美咲は両手を組み、まるで祈るように小球へ向かう。
「小球ちゃん……お願い、浮いて……」
誰より真面目なのに、一番ファンタジーめいていた。
莉音は謎のポーズをとりながら叫ぶ。
「動け、我がボール! 心を通わせるんだ!」
「動かぬなら、投げて浮かせる!」
「それ物理!」美月の即ツッコミが飛ぶ。
鷹真は腕を組んでうなりながら、
「筋肉の収縮を止め、エネルギーを――」
「……リラックス法では?」と誰かがぼそり。
直人は真剣に端末を叩いていた。
「波動パターン解析中……AIが成功率を――」
「真面目すぎて笑えないタイプ!」
笑いと焦りが入り混じる教室はまるで文化祭前夜のようだった。
それでも、不器用な声のひとつひとつに「届きたい」という願いが宿っている。
そして――ユウの番。
「神名、やってみろ」
エリュナの視線が、真っすぐに刺さる。
その冷たい瞳の奥に、わずかに期待が見えた気がした。
ユウは息を整え、両手をかざす。
掌が汗ばみ、心臓がひとつ余分に打った。
(浮かべ……軽く。空気みたいに。風船みたいに――)
「イン・カエロ」
空気がざわめいた。
球がふわりと上昇し、天井にぶつかって――パァン! と弾けた。
光と煙。悲鳴。
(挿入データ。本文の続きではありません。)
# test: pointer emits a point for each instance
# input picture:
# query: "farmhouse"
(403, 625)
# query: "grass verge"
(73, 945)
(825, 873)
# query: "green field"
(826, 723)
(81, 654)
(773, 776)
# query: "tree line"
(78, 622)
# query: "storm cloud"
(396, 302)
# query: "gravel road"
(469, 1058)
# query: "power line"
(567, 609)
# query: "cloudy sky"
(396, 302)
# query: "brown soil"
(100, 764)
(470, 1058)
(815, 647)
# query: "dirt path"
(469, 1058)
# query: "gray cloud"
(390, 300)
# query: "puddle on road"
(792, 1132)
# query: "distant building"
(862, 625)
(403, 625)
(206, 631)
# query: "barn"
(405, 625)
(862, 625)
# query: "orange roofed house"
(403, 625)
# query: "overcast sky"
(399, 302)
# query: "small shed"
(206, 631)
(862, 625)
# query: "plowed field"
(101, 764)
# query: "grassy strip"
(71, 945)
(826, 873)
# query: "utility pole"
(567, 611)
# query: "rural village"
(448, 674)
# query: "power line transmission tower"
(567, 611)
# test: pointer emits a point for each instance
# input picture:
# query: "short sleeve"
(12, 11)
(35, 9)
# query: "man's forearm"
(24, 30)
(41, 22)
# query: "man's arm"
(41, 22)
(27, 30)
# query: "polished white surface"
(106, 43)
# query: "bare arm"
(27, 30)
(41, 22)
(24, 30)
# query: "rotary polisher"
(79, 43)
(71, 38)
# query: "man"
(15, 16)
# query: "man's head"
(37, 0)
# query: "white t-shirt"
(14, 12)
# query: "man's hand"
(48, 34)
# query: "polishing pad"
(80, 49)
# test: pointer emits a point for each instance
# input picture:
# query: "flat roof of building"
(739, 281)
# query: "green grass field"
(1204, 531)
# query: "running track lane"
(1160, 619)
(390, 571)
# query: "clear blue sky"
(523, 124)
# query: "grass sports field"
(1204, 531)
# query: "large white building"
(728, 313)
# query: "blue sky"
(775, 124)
焦げた匂い。
「ぎゃああ!?」「天井、焦げてる!?」
煙が薄れると、エリュナは眉間に手を当てた。
「……確かに浮きましたね。机を焦がさなかった点は、評価します」
ユウは苦笑し、視線を逸らす。
「つまり、俺、才能あるってことですか?」
「ええ、“浮かせる”と“吹き飛ばす”の違いを理解できれば、ですが」
笑いが広がる。
張り詰めていた空気がほどけ、教室が一気にあたたかくなった。
授業の終わり。
莉音が息を切らして笑う。
「ふぅ……魔法って、思ったより体力使うね」
「いや、精神力の話では?」
「どっちも減ったよ!」
鷹真は自分の筋肉を見つめ、直人はデータを保存し、美月は天井の焦げを写真に撮る。
その様子を見て――
エリュナは、光に照らされた横顔をわずかに緩めた。
誰も気づかないほどの、小さな笑みだった。